I try to give in to it with as little resistance as possible. Other times I experience a sweet, quiet contentment, and that is fine, too. The sentences still form in my mind, and thoughts still Hong Kong nightlife do their little show-off dance, but I know my thought patterns so well now that they don't bother me anymore. My thoughts have become like old neighbors, kind of bothersome but ultimately rather endearing--Mr. and Mrs. Yakkity- Yak and their three dumb children, Blah, Blah and Blah. But they don't agitate my home.

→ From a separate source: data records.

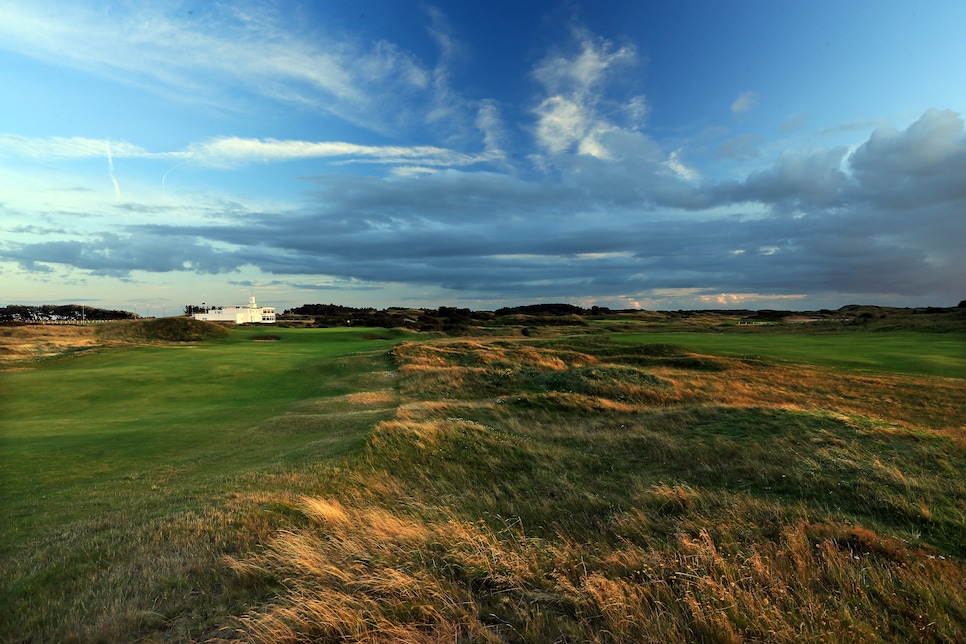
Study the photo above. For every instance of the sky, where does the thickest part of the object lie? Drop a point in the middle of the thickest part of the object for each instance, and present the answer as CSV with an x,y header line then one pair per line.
x,y
640,154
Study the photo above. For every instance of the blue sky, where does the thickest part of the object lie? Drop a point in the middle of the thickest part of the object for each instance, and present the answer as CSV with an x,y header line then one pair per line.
x,y
657,155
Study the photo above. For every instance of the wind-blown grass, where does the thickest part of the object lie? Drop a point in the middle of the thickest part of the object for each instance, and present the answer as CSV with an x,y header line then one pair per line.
x,y
549,493
128,473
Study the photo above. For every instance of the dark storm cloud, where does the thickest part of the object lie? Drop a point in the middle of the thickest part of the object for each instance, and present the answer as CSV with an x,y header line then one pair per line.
x,y
887,219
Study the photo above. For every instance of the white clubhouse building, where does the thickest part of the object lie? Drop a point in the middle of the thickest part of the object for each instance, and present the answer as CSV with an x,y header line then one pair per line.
x,y
251,314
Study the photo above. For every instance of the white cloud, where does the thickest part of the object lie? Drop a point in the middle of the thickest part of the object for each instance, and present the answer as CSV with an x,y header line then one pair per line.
x,y
234,151
745,102
571,114
202,58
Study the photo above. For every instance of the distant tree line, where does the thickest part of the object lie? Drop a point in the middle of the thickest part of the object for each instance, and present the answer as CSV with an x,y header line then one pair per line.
x,y
59,313
445,318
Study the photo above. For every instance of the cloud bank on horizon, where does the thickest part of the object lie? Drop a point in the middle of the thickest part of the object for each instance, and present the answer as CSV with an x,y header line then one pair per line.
x,y
682,155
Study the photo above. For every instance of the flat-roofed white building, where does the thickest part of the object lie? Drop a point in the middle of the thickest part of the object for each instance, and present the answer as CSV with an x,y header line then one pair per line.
x,y
251,314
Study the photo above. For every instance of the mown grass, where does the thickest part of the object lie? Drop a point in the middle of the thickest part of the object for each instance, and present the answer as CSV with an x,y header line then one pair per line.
x,y
936,354
128,473
557,489
541,492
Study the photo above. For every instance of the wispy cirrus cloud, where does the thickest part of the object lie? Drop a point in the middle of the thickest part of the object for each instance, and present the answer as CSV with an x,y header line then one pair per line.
x,y
201,54
235,151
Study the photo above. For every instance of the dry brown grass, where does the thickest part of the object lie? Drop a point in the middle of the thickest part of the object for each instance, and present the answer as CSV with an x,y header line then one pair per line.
x,y
22,346
500,506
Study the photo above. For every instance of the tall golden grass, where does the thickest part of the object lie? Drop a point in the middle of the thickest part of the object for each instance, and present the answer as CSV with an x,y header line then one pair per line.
x,y
525,494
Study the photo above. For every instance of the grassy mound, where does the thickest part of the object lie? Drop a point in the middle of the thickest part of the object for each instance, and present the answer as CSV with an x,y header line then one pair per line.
x,y
561,492
173,329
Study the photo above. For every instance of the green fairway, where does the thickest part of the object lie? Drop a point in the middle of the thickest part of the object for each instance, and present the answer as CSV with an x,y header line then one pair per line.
x,y
98,451
933,354
71,430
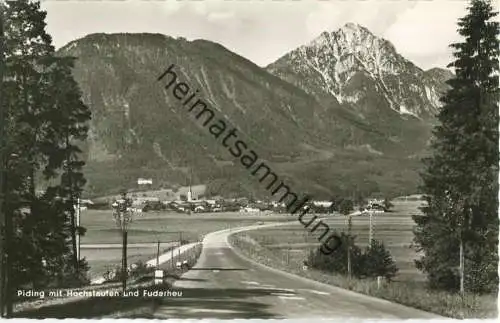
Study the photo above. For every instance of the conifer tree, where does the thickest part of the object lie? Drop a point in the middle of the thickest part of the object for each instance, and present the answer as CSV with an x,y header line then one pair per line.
x,y
460,180
46,123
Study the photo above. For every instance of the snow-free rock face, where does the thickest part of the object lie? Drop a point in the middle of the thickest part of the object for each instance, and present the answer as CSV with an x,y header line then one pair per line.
x,y
364,72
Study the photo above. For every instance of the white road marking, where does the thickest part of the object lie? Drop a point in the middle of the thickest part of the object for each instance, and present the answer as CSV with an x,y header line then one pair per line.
x,y
250,283
315,292
292,297
282,294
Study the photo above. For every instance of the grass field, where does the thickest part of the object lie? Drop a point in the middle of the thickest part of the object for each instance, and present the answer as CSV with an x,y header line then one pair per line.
x,y
152,227
393,228
286,247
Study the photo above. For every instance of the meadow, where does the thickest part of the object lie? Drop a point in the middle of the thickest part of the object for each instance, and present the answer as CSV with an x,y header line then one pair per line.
x,y
286,248
151,227
393,228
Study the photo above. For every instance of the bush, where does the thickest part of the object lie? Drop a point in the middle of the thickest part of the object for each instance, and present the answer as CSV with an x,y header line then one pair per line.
x,y
337,261
377,261
374,261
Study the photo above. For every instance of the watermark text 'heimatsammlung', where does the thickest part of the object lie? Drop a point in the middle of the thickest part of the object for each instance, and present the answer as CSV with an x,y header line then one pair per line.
x,y
238,148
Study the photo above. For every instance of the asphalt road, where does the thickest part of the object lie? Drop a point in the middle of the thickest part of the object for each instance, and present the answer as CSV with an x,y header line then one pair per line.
x,y
223,284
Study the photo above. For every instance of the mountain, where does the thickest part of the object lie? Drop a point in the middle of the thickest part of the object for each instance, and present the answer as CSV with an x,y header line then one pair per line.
x,y
300,117
368,77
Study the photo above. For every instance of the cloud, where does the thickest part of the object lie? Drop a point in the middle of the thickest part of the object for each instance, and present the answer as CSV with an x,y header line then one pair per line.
x,y
264,30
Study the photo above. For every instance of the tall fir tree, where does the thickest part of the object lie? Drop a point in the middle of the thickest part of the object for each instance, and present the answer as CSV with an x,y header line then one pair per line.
x,y
461,178
46,123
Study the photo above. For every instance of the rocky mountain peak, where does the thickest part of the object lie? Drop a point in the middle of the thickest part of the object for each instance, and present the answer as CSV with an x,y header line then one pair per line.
x,y
355,66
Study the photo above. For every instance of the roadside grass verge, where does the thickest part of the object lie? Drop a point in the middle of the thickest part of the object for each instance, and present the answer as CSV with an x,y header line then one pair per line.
x,y
120,306
413,294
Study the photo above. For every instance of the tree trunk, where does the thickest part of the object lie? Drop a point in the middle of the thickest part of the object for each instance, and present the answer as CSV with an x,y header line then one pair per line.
x,y
124,261
69,172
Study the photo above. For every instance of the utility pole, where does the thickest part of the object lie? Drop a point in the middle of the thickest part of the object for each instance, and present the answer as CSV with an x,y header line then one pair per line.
x,y
2,168
78,231
370,239
158,255
462,289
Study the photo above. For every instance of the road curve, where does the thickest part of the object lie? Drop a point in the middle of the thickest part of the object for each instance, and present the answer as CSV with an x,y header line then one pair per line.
x,y
226,285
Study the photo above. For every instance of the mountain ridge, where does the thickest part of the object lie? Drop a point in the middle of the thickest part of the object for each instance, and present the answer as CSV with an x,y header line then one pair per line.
x,y
315,141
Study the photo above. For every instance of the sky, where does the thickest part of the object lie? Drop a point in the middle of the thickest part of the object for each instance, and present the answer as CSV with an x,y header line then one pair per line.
x,y
264,30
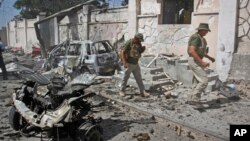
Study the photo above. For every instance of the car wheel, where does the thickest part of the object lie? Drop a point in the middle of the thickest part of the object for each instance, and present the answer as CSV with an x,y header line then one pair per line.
x,y
14,118
89,132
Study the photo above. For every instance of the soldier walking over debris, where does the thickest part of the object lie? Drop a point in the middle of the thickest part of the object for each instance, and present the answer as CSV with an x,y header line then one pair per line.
x,y
197,50
2,65
130,54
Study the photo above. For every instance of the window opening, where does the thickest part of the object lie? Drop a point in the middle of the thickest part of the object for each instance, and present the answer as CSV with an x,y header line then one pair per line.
x,y
177,11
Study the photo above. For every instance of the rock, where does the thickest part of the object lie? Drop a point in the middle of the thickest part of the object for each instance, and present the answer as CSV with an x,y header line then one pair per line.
x,y
151,131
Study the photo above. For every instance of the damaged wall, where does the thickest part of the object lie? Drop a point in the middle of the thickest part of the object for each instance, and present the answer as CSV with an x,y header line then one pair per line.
x,y
21,33
173,38
109,24
240,68
3,35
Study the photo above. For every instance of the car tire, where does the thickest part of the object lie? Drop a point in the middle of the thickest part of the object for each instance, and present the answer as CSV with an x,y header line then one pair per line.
x,y
89,132
14,118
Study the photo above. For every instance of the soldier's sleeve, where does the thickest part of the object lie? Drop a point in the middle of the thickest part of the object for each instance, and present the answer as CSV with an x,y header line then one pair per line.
x,y
126,46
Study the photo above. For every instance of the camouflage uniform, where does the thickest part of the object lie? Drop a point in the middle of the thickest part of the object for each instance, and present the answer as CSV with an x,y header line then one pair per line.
x,y
200,79
134,53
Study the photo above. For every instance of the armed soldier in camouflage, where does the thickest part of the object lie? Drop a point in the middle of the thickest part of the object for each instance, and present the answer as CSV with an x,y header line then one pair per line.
x,y
130,55
197,50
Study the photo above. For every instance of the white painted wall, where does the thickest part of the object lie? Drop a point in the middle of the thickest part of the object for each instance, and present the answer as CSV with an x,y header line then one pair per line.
x,y
226,37
22,34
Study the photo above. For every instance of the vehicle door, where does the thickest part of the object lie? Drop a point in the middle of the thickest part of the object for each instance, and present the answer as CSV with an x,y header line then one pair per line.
x,y
72,57
56,56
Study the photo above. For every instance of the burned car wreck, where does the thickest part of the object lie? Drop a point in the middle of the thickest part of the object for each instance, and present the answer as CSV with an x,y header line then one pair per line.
x,y
50,105
77,57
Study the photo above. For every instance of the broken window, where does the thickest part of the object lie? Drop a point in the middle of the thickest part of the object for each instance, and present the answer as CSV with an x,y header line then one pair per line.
x,y
74,49
102,47
177,11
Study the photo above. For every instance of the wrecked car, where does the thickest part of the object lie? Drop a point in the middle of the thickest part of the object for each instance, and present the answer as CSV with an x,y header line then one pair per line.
x,y
58,110
77,57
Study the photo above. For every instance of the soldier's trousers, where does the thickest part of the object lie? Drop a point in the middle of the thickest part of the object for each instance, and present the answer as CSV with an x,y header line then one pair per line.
x,y
2,66
200,79
136,70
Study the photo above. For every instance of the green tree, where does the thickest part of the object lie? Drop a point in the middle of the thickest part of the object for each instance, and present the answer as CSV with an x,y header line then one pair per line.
x,y
31,8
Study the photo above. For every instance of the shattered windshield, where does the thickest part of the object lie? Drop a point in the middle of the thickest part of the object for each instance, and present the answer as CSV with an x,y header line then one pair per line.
x,y
74,49
102,47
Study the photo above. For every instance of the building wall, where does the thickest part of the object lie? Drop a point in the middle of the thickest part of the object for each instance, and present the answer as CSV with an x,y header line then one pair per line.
x,y
240,68
173,38
3,35
22,34
109,25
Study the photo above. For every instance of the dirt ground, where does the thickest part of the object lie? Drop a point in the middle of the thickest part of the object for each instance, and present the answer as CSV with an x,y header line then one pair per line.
x,y
119,123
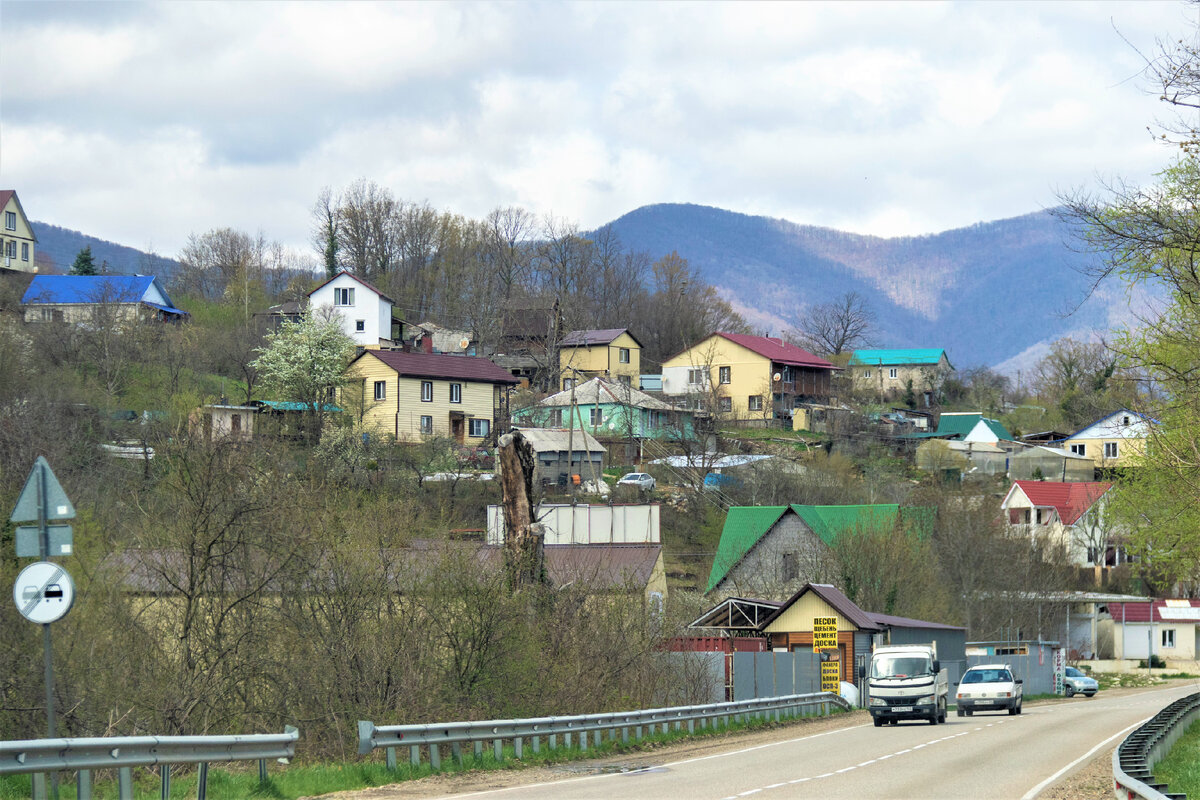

There's room for all of us in this neighborhood.
As for whatever other changes may have occurred within me during these last few months, perhaps I can't even feel them yet. My friends who have been studying Yoga for a long time say you don't really see the impact that an Ashram has had on you until you leave the place and return to your normal life. "Only then," said the former nun from South Africa, "will you start to notice how your interior closets have all been rearranged."
Of course at the moment, I'm not entirely sure what my normal life is. I mean, I'm maybe about to go move in with an elderly medicine man in Indonesia--is that my normal life? It may be, who knows? In any seo service case, though, my friends say that the changes appear only later. You may find that lifelong obsessions are gone, or that nasty, indissoluble patterns have finally shifted. Petty irritations that once maddened you are no longer problems, whereas abysmal old miseries you once endured out of habit will no longer be tolerated now for even five minutes. Poisonous relationships get aired out or disposed of, and brighter, more beneficial people start arriving into your world.
Last night I couldn't sleep. Not out of anxiety, but out of thrilled anticipation. I got dressed and went out for a walk through the gardens. The moon was lusciously ripe and full, and it hovered right above me, spilling a pewtery light all around. The air was perfumed with jasmine and also the intoxicating scent from this heady, flowery bush they have around here which only blossoms in the night. The day had been humid and hot, and now it was only slightly less humid and hot. The warm air shifted DR REBORN around me and I realized: "I'm in India!"